In dem Moment war klar: Ich gebe auf. In diese Garage fahre ich nie wieder rein. Auch wenn es vernünftig für meinen Geldbeutel ist: Es fühlt sich an wie eine Niederlage. Ich will nicht gegen diese olle Garage verlieren. Das passt auch gar nicht zu mir. Nein, ich will weiterkommen – und nicht aufgeben. Ich wär so gerne wie Bastian Schweinsteiger.

Er hat sich vom blondgesträhnten Lausbub aus Kolbermoor zum Weltmeister und Kapitän der Nationalmannschaft entwickelt. Vom Schweini zu Bastian Schweinsteiger – Fußballgott!

Von Rückschlägen lässt er sich nicht entmutigen. Selbst wenn sie so ätzend sind wie der aktuelle: Jose Mourinho, sein Trainer bei Manchester United, hat Schweinsteiger nahegelegt, sich einen neuen Verein zu suchen und ihn gebeten, seinen Spind zu räumen. Aber das wird ihn nicht stoppen: Denn ein Bastian Schweinsteiger hat noch nie aufgegeben. Zweimal WM-Halbfinale verloren, 2008 sogar das Finale bei der EM gegen Spanien? Und dann tanzen auch noch die frisch gekürten Sieger in einer Polonaise an ihm vorbei?

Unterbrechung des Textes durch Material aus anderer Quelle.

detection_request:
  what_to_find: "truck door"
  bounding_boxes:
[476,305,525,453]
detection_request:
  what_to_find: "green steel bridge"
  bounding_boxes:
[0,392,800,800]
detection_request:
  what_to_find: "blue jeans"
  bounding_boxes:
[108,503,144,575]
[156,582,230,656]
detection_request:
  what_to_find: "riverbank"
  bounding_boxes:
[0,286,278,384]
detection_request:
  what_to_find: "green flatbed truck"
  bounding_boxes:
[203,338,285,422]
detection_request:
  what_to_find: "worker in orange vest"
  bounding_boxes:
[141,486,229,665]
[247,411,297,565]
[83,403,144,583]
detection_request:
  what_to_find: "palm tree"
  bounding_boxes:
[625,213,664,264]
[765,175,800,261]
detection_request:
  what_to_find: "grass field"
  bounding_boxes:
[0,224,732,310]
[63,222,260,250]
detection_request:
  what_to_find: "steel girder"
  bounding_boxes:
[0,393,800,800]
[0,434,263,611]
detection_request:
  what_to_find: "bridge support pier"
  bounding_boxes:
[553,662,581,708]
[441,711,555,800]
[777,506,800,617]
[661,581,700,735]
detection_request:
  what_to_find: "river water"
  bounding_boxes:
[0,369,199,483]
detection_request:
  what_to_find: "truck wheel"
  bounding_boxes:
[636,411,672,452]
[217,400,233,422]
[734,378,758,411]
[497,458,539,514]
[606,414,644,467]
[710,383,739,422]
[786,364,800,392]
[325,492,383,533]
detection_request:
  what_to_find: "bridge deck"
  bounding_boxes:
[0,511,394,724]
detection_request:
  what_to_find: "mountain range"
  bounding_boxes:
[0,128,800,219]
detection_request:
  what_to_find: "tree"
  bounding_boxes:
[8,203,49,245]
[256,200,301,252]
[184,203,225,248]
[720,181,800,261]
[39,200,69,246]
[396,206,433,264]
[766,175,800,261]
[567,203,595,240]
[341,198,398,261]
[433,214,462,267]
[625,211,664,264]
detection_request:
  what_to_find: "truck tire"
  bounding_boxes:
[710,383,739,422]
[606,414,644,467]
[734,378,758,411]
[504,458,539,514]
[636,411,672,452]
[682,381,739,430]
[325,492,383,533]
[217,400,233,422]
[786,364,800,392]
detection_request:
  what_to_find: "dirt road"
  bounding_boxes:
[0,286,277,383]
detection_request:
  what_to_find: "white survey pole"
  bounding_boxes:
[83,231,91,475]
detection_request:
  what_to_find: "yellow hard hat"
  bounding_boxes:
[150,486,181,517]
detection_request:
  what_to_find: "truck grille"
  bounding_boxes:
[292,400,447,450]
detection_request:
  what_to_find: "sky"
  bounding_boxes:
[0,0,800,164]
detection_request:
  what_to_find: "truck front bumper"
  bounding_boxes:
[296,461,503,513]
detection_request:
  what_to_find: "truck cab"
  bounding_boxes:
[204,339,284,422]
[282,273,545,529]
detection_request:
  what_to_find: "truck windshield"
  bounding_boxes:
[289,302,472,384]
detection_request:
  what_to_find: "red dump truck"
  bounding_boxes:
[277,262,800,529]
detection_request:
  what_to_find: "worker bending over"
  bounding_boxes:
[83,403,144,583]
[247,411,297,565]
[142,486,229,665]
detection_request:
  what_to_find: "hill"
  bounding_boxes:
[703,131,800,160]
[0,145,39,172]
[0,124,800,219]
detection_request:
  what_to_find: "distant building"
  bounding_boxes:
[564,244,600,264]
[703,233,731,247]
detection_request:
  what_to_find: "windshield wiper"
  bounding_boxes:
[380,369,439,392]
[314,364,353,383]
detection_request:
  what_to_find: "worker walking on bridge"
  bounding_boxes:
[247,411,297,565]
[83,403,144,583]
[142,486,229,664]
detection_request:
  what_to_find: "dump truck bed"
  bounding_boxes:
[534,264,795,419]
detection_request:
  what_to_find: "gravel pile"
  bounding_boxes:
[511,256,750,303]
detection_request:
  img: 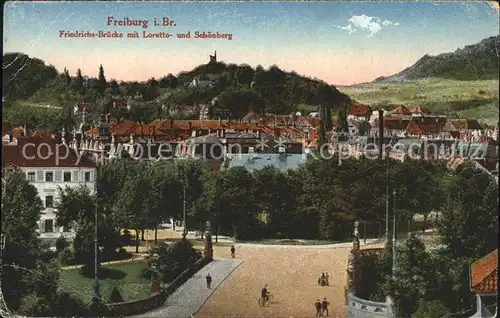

Egal. Mund abwischen, weitermachen. Das galt auch beim verlorenen Champions-League-Finale 2010 gegen Inter Mailand. Und erst dieser eine Elfmeter, den er 2012 beim Finale Dahoam gegen den FC Chelsea verschossen hat. Auch noch den entscheidenden! Ausgerechnet der Basti, der seit seiner Jugend beim FC Bayern spielt.

Aber selbst, wenn's mal nicht nach Plan läuft: Aufgegeben wird nicht. Denn Schweinsteigers Motto lautet:

"Das gehört dazu, da muss man sich reinhängen in so ein Spiel. Das spielt man nicht so oft in seinem Leben und auch wenn man Krämpfe hat oder ein Foul abbekommt – man muss weitermachen."

Bastian Schweinsteiger

Hat er auch gemacht. Und nach jahrelanger, harter Arbeit gab’s die Belohnung: Erst den Champions-League-Titel 2013.

Und dann 2014 den hier:

Der Weltmeistertitel für Deutschland! Spätestens an diesem legendären Abend in Rio hat die ganze Welt gesehen: Ein Bastian Schweinsteiger gibt NIE auf. Auch nicht, wenn er nicht mehr laufen kann, wenn der ganze Körper schmerzt und aus einer riesigen Platzwunde im Gesicht das Blut nur so fließt. Denn er lebt für dieses eine Ziel: gewinnen!

Und sollte dann noch mal ein Gegner oder eine Garage stärker sein, dann weiß ich dank Bastian Schweinsteiger jetzt: Niederlagen sind okay – aufgeben aber nicht. Eine neue Garage suchen? Kommt nicht in Frage. Ich geh‘s nochmal an, das Trauma mit meinem kleinen Golf und der Duplexgarage. Zur Not hab ich schließlich ne Vollkasko.